Во всем этом разговоре был не то чтобы подтекст, скорее, какой-то неопределенный и тревожный задний план, который Великанов, как ни силился, разглядеть не мог.

Гном помолчал со все той же своей неопределенной улыбочкой, потом сказал:

– Я ведь тут недавно появился и пока никуда отсюда не собираюсь. – Он повертел в руках пустую кружку. – Надо будет вам стакан подарить – из железа пить неприятно.

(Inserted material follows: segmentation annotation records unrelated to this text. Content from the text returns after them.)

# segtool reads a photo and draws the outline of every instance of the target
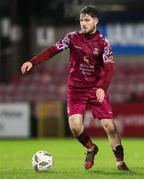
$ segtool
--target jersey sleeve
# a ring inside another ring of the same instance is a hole
[[[39,64],[46,60],[49,60],[54,55],[60,53],[61,51],[69,48],[70,45],[70,34],[67,34],[63,39],[52,45],[51,47],[40,52],[38,55],[34,56],[29,61],[33,64]]]
[[[104,78],[101,88],[107,91],[111,83],[113,72],[114,72],[114,58],[112,54],[112,46],[108,39],[104,41],[104,50],[102,54],[104,62]]]
[[[102,58],[104,63],[114,63],[112,46],[108,39],[104,39],[104,49],[102,53]]]

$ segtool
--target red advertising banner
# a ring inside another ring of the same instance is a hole
[[[113,104],[113,119],[125,137],[144,137],[144,104]],[[106,136],[100,120],[93,119],[91,111],[85,114],[84,125],[91,136]]]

Почувствуете себя еще комфортнее. И мне будет приятней к вам в гости заходить.

«А буду ли я тебя еще приглашать», – подумал Великанов и буркнул:

– Уж извините, пью из того, что есть. И потом, стаканы бьются, а кружки надежнее.

– Это верно, конечно, но я вообще-то хотел о другом с вами поговорить.

– О другом?

– Ну да, о другом стакане.

– Не понимаю, – пробормотал Великанов.

– Да все вы понимаете, Сергей Сергеевич, все прекрасно, великолепно, замечательно понимаете!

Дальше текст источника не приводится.